◇「総合特別検察官法」を閣議決定 内乱事件など17件捜査へ
韓国政府は20日、李在明(イ・ジェミョン)大統領の主宰で開かれた閣議で、尹錫悦(ユン・ソクヨル)前大統領による「非常戒厳」宣言を巡る内乱事件や尹氏の妻、金建希(キム・ゴンヒ)氏を巡る不正疑惑などを調べた三つの特別検察官チームの捜査を踏まえ、新たな疑惑などを捜査するいわゆる「総合特別検察官法」を閣議決定した。法案では内乱事件などで三つの特別検察官が解明できなかった疑惑や新たに浮上した疑惑など計17件を捜査対象に定めている。6月の統一地方選を控えて特別検察官が再び設置されることになり、内乱事件を巡る与野党の攻防が激化するとみられる。
◇宗教団体「新天地」 07年大統領選で信者に入党指示か
新興宗教団体「新天地イエス教会」などと政界の癒着を捜査する合同捜査本部が、2007年の大統領選直前に行われた当時の保守系最大野党、ハンナラ党(現「国民の力」)の予備選で李明博(イ・ミョンバク)候補を当選させるために信者を入党させるよう教団上層部から指示を受けたという教団幹部の供述を得たことが分かった。合同捜査本部はこのような供述を基に、新型コロナウイルスの防疫を妨害したとして新天地のイ・マンヒ総会長が逮捕される以前から政界へのロビー活動やパイプ作りが行われていた可能性も視野に捜査を進めている。結果によっては、政教癒着疑惑の捜査範囲や対象が大幅に拡大される可能性があるとの見方も出ている。
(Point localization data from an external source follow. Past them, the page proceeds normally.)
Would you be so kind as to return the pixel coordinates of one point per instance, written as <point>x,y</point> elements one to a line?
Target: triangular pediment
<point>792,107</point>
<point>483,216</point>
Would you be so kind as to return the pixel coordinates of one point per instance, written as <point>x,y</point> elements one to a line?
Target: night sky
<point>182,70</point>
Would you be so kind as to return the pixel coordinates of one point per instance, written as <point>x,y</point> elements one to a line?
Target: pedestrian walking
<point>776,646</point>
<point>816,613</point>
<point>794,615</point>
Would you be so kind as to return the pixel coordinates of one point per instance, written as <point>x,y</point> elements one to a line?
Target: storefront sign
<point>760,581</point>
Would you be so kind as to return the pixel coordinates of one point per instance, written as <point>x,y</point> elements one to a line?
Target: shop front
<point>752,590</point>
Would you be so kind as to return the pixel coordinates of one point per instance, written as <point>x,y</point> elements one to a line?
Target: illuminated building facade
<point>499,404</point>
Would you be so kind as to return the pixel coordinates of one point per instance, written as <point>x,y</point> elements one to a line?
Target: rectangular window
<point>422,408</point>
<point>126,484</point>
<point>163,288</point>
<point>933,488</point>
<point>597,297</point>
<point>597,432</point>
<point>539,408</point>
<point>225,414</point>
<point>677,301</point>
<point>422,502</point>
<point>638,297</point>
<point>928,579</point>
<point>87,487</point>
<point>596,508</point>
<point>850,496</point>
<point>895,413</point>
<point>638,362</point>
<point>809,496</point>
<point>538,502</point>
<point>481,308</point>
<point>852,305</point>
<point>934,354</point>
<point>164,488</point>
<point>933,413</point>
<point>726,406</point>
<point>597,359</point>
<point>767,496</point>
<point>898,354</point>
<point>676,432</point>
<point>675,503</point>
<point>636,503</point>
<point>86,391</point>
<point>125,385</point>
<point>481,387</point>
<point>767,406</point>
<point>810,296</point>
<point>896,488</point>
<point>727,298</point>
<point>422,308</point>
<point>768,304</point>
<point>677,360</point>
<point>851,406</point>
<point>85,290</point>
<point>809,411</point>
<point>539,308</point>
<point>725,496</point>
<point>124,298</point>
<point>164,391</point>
◇李大統領 北朝鮮への無人機侵入「あってはならない」
李在明大統領は閣議で、無人機を製作して北朝鮮に飛ばした疑いで韓国の民間人が当局の取り調べを受けていることについて「違法な目的で無人機を北に飛ばしたり、民間人が北に無人機を侵入させたりすることはあってはならない」と述べ、徹底的な真相解明が必要だとする考えを示した。無人機を巡っては、尹錫悦前政権当時に大統領室に勤務していた30代の男2人が製作と運用を行った疑いがもたれている。李大統領は、「非常戒厳」の名分をつくるために北朝鮮に無人機を飛ばした罪に問われた尹前大統領の裁判が進んでいるとした上で「(無人機を飛ばすことを)どうして民間人が想像できるのか疑わしい」と述べ、国家機関が関与しているという説もあると述べた。
◇がん患者の5年生存率74% 男性は前立腺がんが初めて最多に
保健福祉部と中央がん登録本部(国立がんセンター)が発表した統計によると、2019~23年にがんと診断された患者の5年相対生存率(一般人の5年後の生存率と比べたがん患者の生存率)は73.7%で、01~05年(54.2%)から19.5ポイント上昇した。23年に男女全体で最も多く発生したがんは甲状腺がんで、肺がん、大腸がん、乳がん、胃がん、前立腺がん、肝臓がんと続いた。男性では、前立腺がんが肺がんを抜いて初めて発生率1位となった。